Submit a Workflow Command
- POST /api/v1.2/commands/
This API is used to submit a workflow command. A workflow command contains an array of sub-commands to run as part of a single command.
Required Role
The following users can make this API call:
Users who belong to the system-user or system-admin group.

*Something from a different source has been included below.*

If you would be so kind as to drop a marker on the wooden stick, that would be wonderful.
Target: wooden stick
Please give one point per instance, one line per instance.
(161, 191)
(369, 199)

Users who belong to a group associated with a role that allows submitting a command. See Managing Groups and Managing Roles for more information.
Parameters
Note
Parameters marked in bold below are mandatory. Others are optional and have default values.
Parameter |
Description |
---|---|
sub_commands |
Array of sub-commands to run as part of this command. Commands will be executed in the sequence they are specified in. Options specific to command types (for example, query for hive commands or inline for shell commands) can be provided in the individual sub-command definitions. |
command_type |
CompositeCommand |
label |
Specify the cluster label on which this command is to be run. |
name |
Add a name to the command that is useful while filtering commands from the command history. It does not accept & (ampersand), < (lesser than), > (greater than), “ (double quotes), and ‘ (single quote) special characters, and HTML tags as well. It can contain a maximum of 255 characters. |
tags |
Add a tag to a command so that it is easily identifiable and searchable from the commands list in the Commands History. Add a tag as a filter value while searching commands.
It can contain a maximum of 255 characters. A comma-separated list of tags can be associated with a single command.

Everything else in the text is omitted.